An industry about to get smaller. Cups time in Melbourne hardly seems the appropriate occasion to write of the racing industry about to get smaller but those people at the Productivity Commission are an unsentimental lot. They came out yesterday with an interim report on the Australian gambling industry and hidden in its lengthy conclusions is a gloomy assessment of the immediate future of racing clubs.
Racing — thoroughbreds, harness and greyhound — has had a declining share of the gambling dollar for decades now as first poker machines in clubs, and then hotels, and then casinos were allowed in by revenue hungry governments.
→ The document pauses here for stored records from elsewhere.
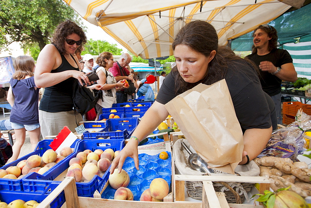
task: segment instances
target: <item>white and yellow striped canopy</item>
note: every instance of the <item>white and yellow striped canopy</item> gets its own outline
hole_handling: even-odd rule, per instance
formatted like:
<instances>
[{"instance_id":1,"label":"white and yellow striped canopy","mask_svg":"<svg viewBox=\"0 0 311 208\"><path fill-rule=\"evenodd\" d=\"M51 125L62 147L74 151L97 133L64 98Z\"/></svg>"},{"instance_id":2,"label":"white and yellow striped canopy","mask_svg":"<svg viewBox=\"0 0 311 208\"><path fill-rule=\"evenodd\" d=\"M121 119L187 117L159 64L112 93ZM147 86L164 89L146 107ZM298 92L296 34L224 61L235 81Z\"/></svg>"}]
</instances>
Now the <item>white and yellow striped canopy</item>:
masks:
<instances>
[{"instance_id":1,"label":"white and yellow striped canopy","mask_svg":"<svg viewBox=\"0 0 311 208\"><path fill-rule=\"evenodd\" d=\"M173 55L174 37L190 21L211 24L225 45L279 17L291 7L282 2L292 0L64 0L133 54L148 59ZM304 0L292 1L301 6Z\"/></svg>"}]
</instances>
For a lengthy period the loss of a monopoly position was softened by the creation of off course totalisators which funneled millions of dollars for clubs to clubs to bolster prize money in a way that allowed some horse breeders to become exceedingly rich. More recently that monopoly ended with the Northern Territory breaking ranks with its State Government colleagues and allowing bookmakers to compete with the TABs. Now improvement in communications, and especially the internet, mean that restrictions on competition are impossible as it is possible for competitors to operate from virtually anywhere in the world.
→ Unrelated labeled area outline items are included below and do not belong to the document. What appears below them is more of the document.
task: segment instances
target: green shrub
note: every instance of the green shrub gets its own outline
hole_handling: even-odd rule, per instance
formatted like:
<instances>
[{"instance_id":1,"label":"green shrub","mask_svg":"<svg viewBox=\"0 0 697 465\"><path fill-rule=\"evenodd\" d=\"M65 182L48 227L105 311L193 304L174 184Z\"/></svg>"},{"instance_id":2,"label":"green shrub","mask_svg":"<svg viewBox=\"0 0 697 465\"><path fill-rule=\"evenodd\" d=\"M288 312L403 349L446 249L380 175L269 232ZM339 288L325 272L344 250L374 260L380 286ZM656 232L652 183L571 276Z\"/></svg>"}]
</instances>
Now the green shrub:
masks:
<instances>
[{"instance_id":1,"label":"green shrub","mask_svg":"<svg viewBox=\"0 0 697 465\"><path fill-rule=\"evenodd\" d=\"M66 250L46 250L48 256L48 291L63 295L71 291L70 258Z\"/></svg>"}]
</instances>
The amount government can levy in taxation for themselves or for the racing industry is severely limited. As the Productivity Commission has reported, “as it is relatively inexpensive to provide online wagering services from offshore locations, some companies may elect to avoid onerous product fees by basing themselves outside of Australia.
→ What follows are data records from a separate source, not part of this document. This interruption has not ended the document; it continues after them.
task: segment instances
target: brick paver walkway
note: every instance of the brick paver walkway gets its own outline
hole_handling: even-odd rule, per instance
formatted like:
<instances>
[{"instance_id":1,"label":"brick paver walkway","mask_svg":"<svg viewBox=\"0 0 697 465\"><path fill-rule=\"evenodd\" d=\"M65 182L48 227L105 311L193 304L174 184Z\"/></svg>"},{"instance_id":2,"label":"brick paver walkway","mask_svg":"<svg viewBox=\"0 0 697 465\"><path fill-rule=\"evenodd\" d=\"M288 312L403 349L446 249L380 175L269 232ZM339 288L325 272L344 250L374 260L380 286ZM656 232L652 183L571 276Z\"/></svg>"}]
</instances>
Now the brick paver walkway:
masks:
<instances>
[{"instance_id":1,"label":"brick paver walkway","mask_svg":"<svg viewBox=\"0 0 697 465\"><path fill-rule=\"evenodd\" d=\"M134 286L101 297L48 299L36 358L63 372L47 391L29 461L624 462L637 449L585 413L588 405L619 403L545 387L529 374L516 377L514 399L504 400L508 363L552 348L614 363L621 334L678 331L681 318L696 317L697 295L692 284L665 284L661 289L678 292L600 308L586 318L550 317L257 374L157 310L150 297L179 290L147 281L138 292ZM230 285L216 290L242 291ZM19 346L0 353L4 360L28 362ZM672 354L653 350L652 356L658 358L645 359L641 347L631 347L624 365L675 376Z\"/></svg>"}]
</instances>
If incorrectly designed, measures aiming to reduce free-riding could actually increase it.” This is precisely what is happening now in Britain where the major bookmakers are moving their telephone and internet betting operations to a tax free haven in Gibraltar because of an attempt to increase the levy that has to be paid to racing if they are located in Britain.
A gloomy outlook in Copenhagen. Yvo de Boer, head of the United Nations Framework Convention on Climate Change (UNFCCC) is certainly no optimist about what will be achieved later this year at the Copenhagen conference. On Tuesday he told the Financial Times of London that he did not think a fully fledged international treaty was going to happen. “If you look at the limited amount of time remaining to Copenhagen, it’s clear,” Mr de Boer said.
The principal problem remains the difficulty in getting the United States Congress to agree on a position to reduce CO2 emissions. The odds are against legislation being passed this year and there are not many countries that will commit themselves if the US does not. The word of President Barack Obama will not be sufficient as other leaders remember what happened at Kyoto.
Not far behind as a problem is the question of who is going to pay how much to compensate the developing countries for taking part in a scheme that will affect their economic prospects. I have not heard a peep from our climate change negotiators about how much Australia is prepared to contribute and in the European community the poorer nations are beginning to protest about them having to make a contribution.